Leviathan | Lucien Castaign-Taylor, Verena Paravel

Si For those in peril invoca el peso de lo fantástico para describir una tragedia real y Blackfish acude a lo real para documentar una sensación, el trabajo de Lucien Castaign-Taylor y Verena Paravel en Leviathan podría entenderse como una síntesis de ambos aspectos. Antropólogo de formación, Castaign-Taylor consigue con su documental conmover los cimientos del mismo género. Sin adscribirse obligatoriamente a lo fantástico -que, en todo caso, podría ser una sensación que recorre sus imágenes, un asombro ante su capacidad de plasmar el entorno-, Leviathan es lo más cercano a una experiencia sensorial. A bordo de un barco pesquero que se dedica a faenar en una zona de aguas difíciles, donde otras embarcaciones han perecido, el filme nos sumerge directamente en el fragor de esa lucha cuerpo a cuerpo con la naturaleza. La cámara filma cada palmo, cada gota, ruido, gesto, detalle que pasa por su lente, introduciéndonos en el corazón de una jornada de trabajo como nunca antes habíamos sentido. Tan pronto se deja llevar por la grúa que remolca la red que ha capturado las piezas de pesca, como se eleva por encima del agua para volar junto a las gaviotas que marchan por ese pequeño espacio en tierra de nadie.

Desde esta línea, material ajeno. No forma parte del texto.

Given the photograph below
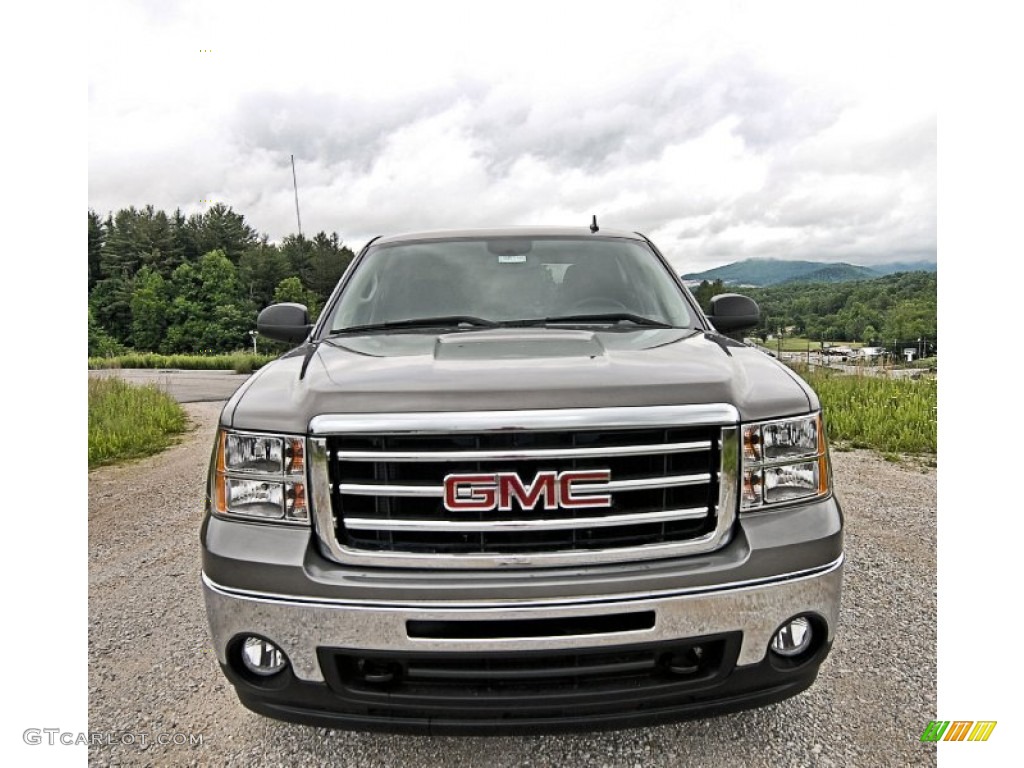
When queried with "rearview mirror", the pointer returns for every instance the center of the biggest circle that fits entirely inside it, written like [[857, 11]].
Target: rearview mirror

Leviathan es puro cine sensorial, el que nos dice que el mar y el hombre, la naturaleza y la máquina, la violencia y la belleza, lo cotidiano y lo extraordinario conviven en el mismo plano. Basta girar unos cuantos grados la cámara para unirlos, para sentir cómo se hermanan en un movimiento continuo que nos lleva de un lugar a otro, por todo el espectro de emociones, mientras sentimos en nuestra piel el terror y la belleza que emanan de aquello primitivo que sabemos que nunca conquistaremos del todo. No conseguiremos que sea nuestro, pero a cambio podremos habitar en su interior, notar cómo esa fuerza brutalmente hermosa se entremezcla con nuestro miedo a ser engullidos. Lo más parecido al terror secreto que latía en los corazones de los tripulantes del Pequod cuando viajaban en busca de la ballena. ¿Hay algo más fantástico que esa sensación?